La publication des nouvelles recommandations de la CNEOF en octobre 2022 puis ses corrections en octobre 2023(1) ainsi que la proposition d’une nouvelle classification des anomalies du corps calleux(2), nous amènent à la refonte d’un article publié dans le numéro 320 de Gynécologie & Obstétrique pratique en décembre 2019.
Dans la première version publiée en octobre 2022, il était recommandé de vérifier tant la présence que l’aspect du corps calleux (CC). La version corrigée d’octobre 2023 limite la recommandation à la seule vérification de la présence du CC.
Les images silhouettes ont, elles aussi, été modifiées. Seules les images 1 et 2 (figures 1A et 1B) sont recommandées pour affirmer la présence du CC.

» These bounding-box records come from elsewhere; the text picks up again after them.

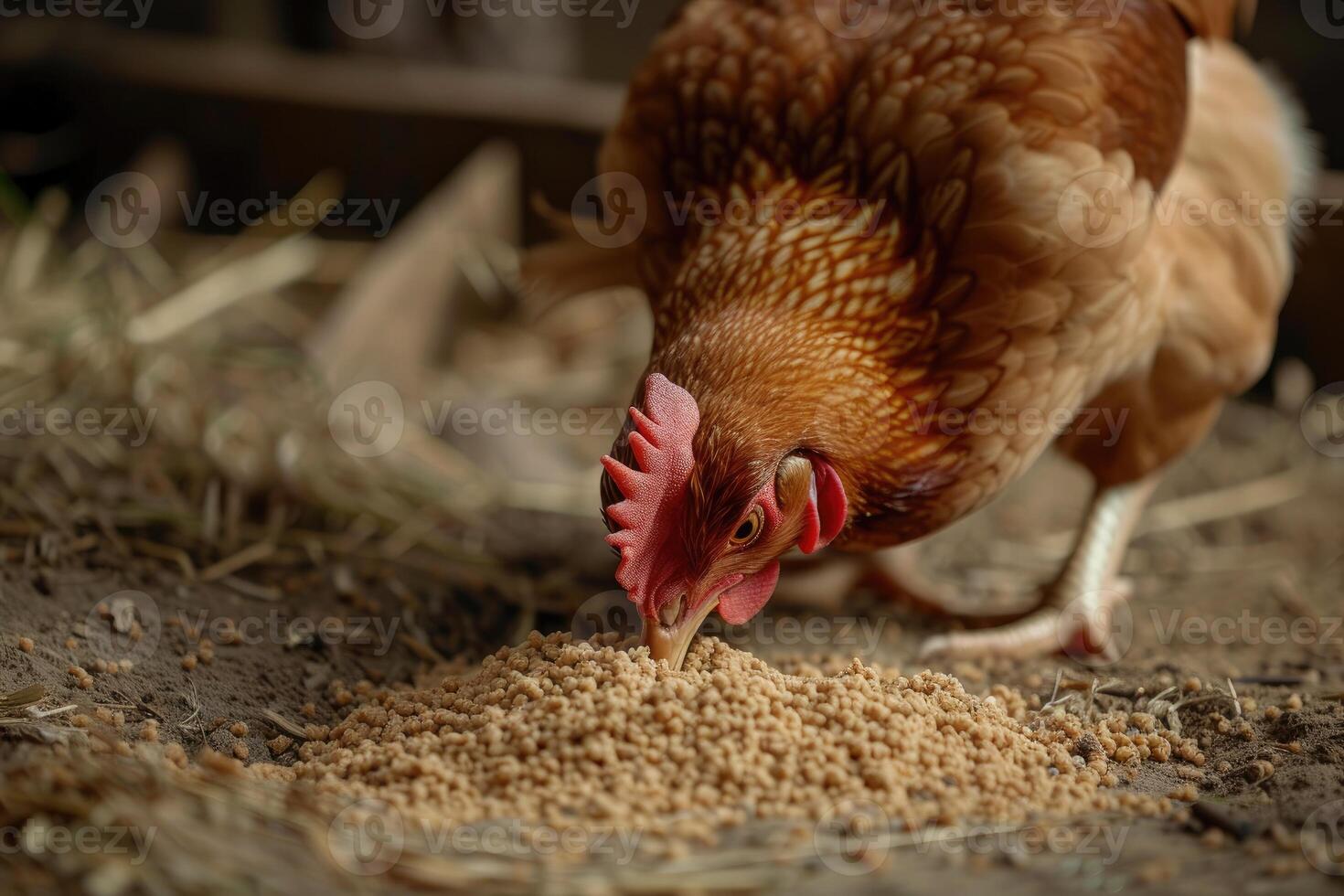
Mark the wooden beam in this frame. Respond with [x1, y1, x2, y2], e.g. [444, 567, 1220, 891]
[0, 19, 625, 133]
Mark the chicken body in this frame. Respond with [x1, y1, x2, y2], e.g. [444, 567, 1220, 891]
[603, 0, 1309, 652]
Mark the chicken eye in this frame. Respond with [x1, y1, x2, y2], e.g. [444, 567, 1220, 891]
[729, 505, 764, 548]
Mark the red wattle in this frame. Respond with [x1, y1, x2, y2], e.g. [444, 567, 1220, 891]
[798, 457, 849, 553]
[719, 560, 780, 626]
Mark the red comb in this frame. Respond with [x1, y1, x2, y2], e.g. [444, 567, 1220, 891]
[603, 373, 700, 612]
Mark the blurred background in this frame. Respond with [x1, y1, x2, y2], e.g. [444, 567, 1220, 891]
[0, 0, 1344, 381]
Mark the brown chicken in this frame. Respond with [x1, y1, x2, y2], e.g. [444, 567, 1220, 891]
[588, 0, 1312, 667]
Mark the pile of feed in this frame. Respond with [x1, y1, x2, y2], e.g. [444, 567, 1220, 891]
[291, 633, 1156, 837]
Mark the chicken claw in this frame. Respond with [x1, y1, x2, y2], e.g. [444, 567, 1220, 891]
[919, 477, 1157, 665]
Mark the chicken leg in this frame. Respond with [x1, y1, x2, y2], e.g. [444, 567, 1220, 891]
[919, 475, 1157, 661]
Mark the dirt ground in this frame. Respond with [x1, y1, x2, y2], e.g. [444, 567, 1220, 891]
[0, 406, 1344, 893]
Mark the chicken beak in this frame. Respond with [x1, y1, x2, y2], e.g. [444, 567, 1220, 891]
[644, 595, 719, 672]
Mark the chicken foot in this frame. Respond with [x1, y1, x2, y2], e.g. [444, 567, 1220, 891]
[919, 475, 1157, 659]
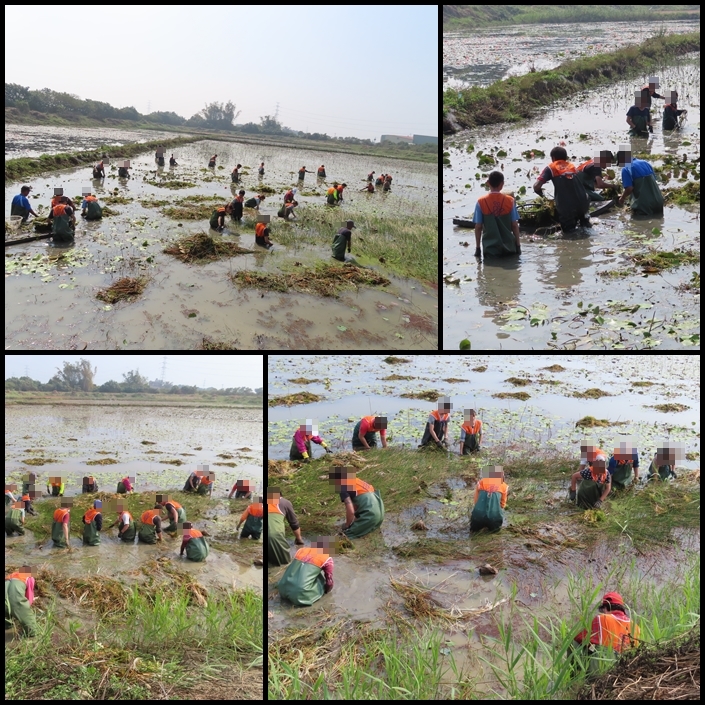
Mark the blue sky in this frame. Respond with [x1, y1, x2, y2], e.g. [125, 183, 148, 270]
[5, 355, 263, 389]
[5, 4, 438, 140]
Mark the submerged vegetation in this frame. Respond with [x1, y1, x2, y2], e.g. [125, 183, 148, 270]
[443, 32, 700, 133]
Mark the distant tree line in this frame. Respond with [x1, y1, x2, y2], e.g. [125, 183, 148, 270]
[5, 359, 262, 396]
[5, 83, 438, 152]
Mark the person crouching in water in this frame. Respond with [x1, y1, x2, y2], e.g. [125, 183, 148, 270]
[470, 466, 509, 531]
[460, 409, 482, 455]
[277, 536, 335, 607]
[179, 521, 210, 563]
[419, 397, 453, 450]
[474, 171, 521, 257]
[534, 147, 590, 232]
[616, 149, 663, 215]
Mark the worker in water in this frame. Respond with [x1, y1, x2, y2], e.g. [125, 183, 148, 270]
[569, 448, 612, 509]
[328, 467, 384, 539]
[661, 91, 688, 130]
[460, 409, 482, 455]
[235, 497, 264, 541]
[230, 191, 245, 224]
[419, 397, 453, 449]
[5, 493, 25, 536]
[81, 193, 103, 220]
[10, 186, 39, 223]
[111, 502, 137, 543]
[117, 475, 135, 494]
[326, 181, 338, 206]
[647, 443, 677, 481]
[5, 565, 37, 636]
[575, 592, 640, 669]
[470, 465, 509, 531]
[154, 494, 186, 534]
[627, 91, 654, 137]
[137, 507, 164, 544]
[47, 477, 65, 497]
[244, 193, 265, 210]
[198, 470, 215, 497]
[228, 480, 256, 499]
[277, 536, 335, 607]
[51, 497, 73, 548]
[267, 487, 304, 565]
[473, 171, 521, 257]
[607, 438, 639, 490]
[277, 201, 299, 220]
[47, 198, 76, 242]
[617, 147, 663, 215]
[183, 470, 202, 492]
[255, 223, 274, 249]
[641, 76, 664, 108]
[534, 147, 590, 232]
[577, 150, 616, 201]
[81, 475, 98, 494]
[209, 206, 227, 231]
[352, 416, 387, 450]
[179, 521, 210, 563]
[332, 220, 355, 262]
[289, 419, 332, 463]
[83, 499, 103, 546]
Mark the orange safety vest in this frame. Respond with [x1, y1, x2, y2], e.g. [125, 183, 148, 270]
[460, 419, 482, 434]
[475, 477, 509, 509]
[590, 613, 639, 653]
[83, 509, 100, 524]
[477, 193, 514, 218]
[245, 502, 262, 519]
[140, 509, 159, 525]
[54, 507, 69, 524]
[294, 548, 330, 568]
[267, 502, 284, 514]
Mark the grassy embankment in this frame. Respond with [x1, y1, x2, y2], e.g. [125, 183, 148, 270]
[443, 5, 700, 31]
[443, 32, 700, 133]
[269, 449, 700, 699]
[5, 391, 262, 409]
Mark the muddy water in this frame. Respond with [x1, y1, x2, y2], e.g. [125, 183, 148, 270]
[5, 125, 190, 159]
[5, 405, 263, 495]
[5, 141, 438, 349]
[268, 355, 700, 460]
[443, 59, 700, 350]
[443, 21, 699, 89]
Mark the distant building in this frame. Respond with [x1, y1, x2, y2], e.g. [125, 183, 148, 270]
[379, 135, 414, 144]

Les images 1C et 1D ne constituent que des images complémentaires en cas de non-obtention de l’item sur les coupes 1 ou 2 (figures 1A et 1B). Il nous paraît utile de souligner que les images obligatoires ne mettent en évidence que la présence d’une partie du CC, et non son intégrité ; il en est de même pour la figure 1D. Seule la coupe sagittale (figure 1C) est en mesure d’affirmer que le CC a un aspect normal, et de le mesurer si besoin.

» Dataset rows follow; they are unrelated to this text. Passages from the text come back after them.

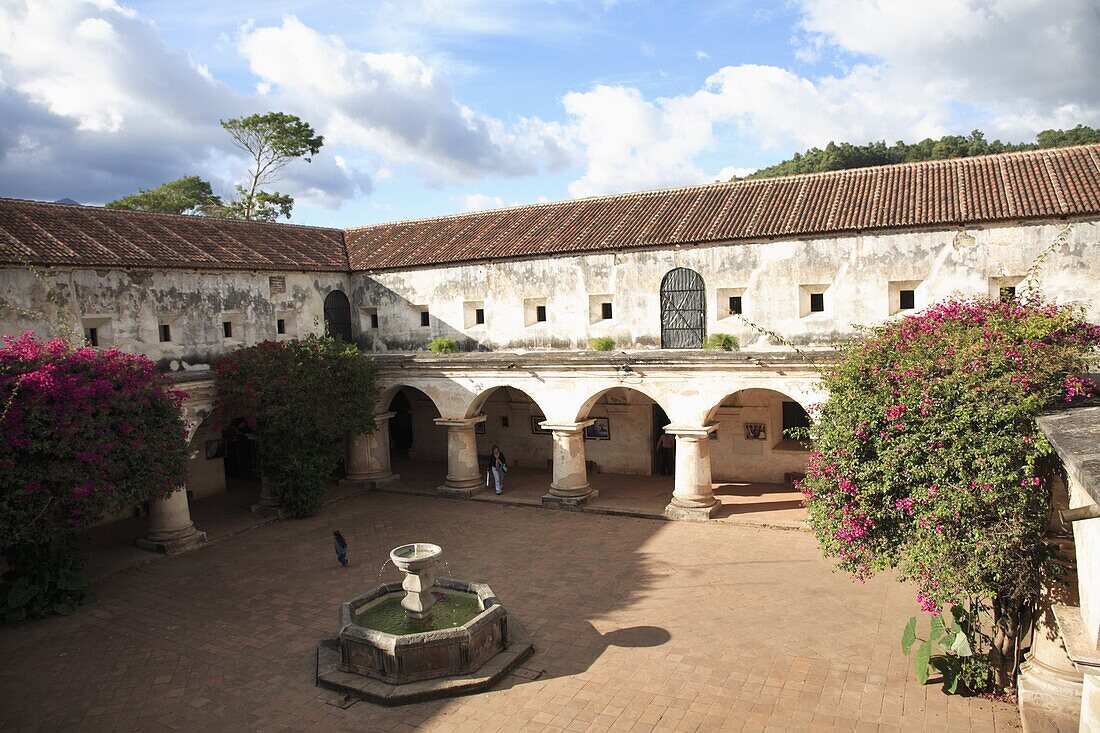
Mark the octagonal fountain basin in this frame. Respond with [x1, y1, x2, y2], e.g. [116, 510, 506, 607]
[339, 576, 509, 685]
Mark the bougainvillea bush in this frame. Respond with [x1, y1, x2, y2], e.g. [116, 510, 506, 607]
[801, 297, 1100, 690]
[0, 331, 187, 621]
[213, 336, 376, 516]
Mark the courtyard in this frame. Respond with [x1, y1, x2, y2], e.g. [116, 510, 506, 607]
[0, 484, 1019, 732]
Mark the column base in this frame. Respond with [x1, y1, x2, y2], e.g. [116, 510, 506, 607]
[542, 491, 600, 512]
[436, 481, 488, 499]
[134, 529, 206, 555]
[1016, 661, 1082, 733]
[664, 502, 722, 522]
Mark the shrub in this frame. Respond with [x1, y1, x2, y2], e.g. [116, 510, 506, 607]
[428, 336, 459, 353]
[589, 336, 615, 351]
[0, 331, 187, 621]
[703, 333, 741, 351]
[213, 336, 376, 517]
[801, 298, 1100, 689]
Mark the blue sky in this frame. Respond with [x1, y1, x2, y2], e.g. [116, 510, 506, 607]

Figure 1. Figures « silhouettes » (CNEOF, octobre 2023).
Proposition de nouvelle classification
Dans une revue de la littérature publiée en 2022 (correspondant à une période d’une trentaine d’années), Salomon et coll. ont démontré que la terminologie adoptée pour définir les anomalies du CC était très hétérogène et faisait appel à plus de 10 formulations différentes(2). Ils ont donc proposé d’harmoniser cette terminologie dans une classification simplifiée ne comportant que quatre catégories d’anomalies du CC :
– agénésie complète ;
– agénésie partielle ;
– hypoplasie ;
– dysplasie.
La description des anomalies du CC dans cet article sera donc faite suivant cette classification simplifiée.

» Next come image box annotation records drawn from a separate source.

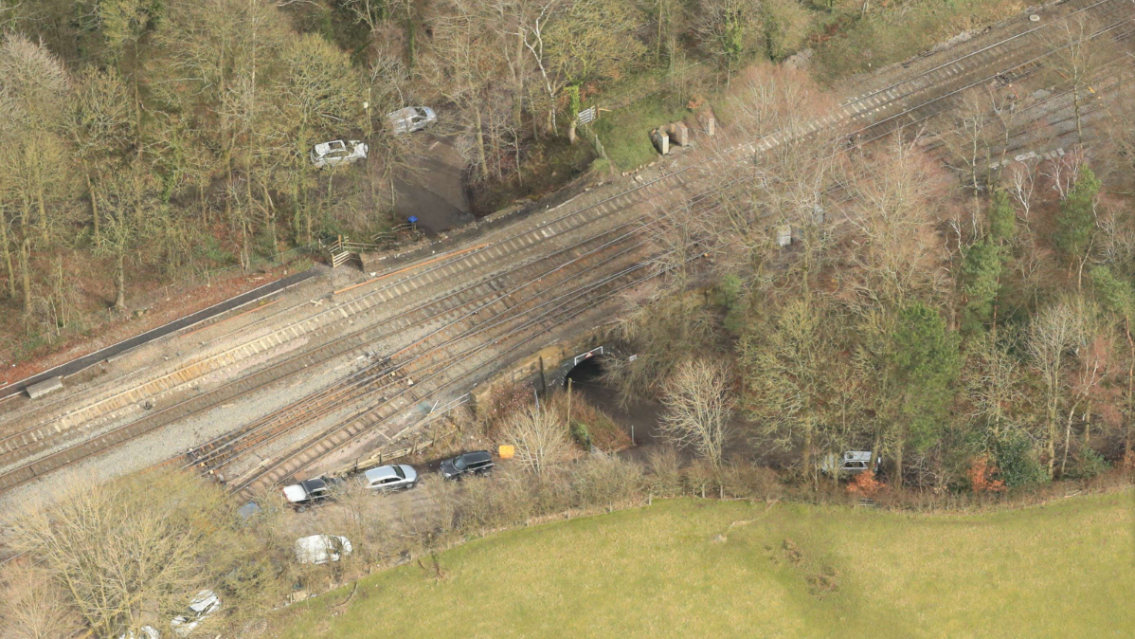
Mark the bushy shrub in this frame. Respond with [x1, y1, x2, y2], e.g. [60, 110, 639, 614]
[571, 420, 591, 451]
[721, 460, 783, 499]
[1068, 447, 1111, 479]
[644, 446, 682, 496]
[993, 431, 1048, 488]
[572, 453, 642, 507]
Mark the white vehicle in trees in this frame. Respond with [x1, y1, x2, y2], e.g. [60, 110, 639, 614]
[169, 590, 220, 637]
[386, 107, 437, 135]
[311, 140, 370, 168]
[118, 625, 161, 639]
[819, 451, 882, 477]
[295, 535, 353, 564]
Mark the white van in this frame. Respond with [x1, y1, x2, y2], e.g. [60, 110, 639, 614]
[295, 535, 353, 564]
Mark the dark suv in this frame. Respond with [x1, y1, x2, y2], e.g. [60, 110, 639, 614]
[284, 477, 335, 513]
[442, 451, 493, 479]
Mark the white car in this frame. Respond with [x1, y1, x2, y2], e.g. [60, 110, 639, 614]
[118, 625, 161, 639]
[169, 590, 220, 637]
[311, 140, 370, 168]
[295, 535, 353, 564]
[386, 107, 437, 135]
[363, 464, 418, 490]
[819, 451, 882, 474]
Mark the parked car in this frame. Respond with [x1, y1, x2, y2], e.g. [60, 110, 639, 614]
[284, 477, 331, 513]
[295, 535, 353, 564]
[118, 625, 161, 639]
[311, 140, 370, 168]
[442, 451, 494, 479]
[819, 451, 881, 476]
[169, 590, 220, 637]
[386, 107, 437, 135]
[362, 464, 418, 490]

Agénésie complète du corps calleux
L’agénésie du CC correspond à l’absence totale de structures calleuses et peut donc se définir comme une anomalie commissurale (absence de décussation des fibres nerveuses au niveau de la ligne médiane). Sa fréquence peut être estimée entre 1/4000 et 1/5000(3,4). Lors de l’échographie de dépistage, ce sont les signes indirects qui vont attirer l’attention.
Sur la coupe axiale
• Anomalie des ventricules latéraux. Les cornes occipitales apparaissent dilatées et présentent une forme particulière réalisant un aspect en goutte de larme « Teardrop sign» (figure 2A). À noter que cette dilatation peut être modérée, voire absente, néanmoins dans ce cas la forme de cette corne demeure inhabituelle (figure 2B). Les cornes frontales sont la plupart du temps fines, présentant un aspect quasi parallèle l’une par rapport à l’autre et un écartement inhabituel par rapport à la ligne médiane (figure 3).
• La cavité du septum pellucidum est absente, mais l’ascension du troisième ventricule (V3), fréquemment dilaté, peut créer un aspect de « fausse cavité septale » (figure 3).
• L’aspect en « triple feuillet » lié à l’écartement anormal des faces internes des lobes frontaux dégageant la faux du cerveau est souvent visible sur les coupes axiales (figure 3).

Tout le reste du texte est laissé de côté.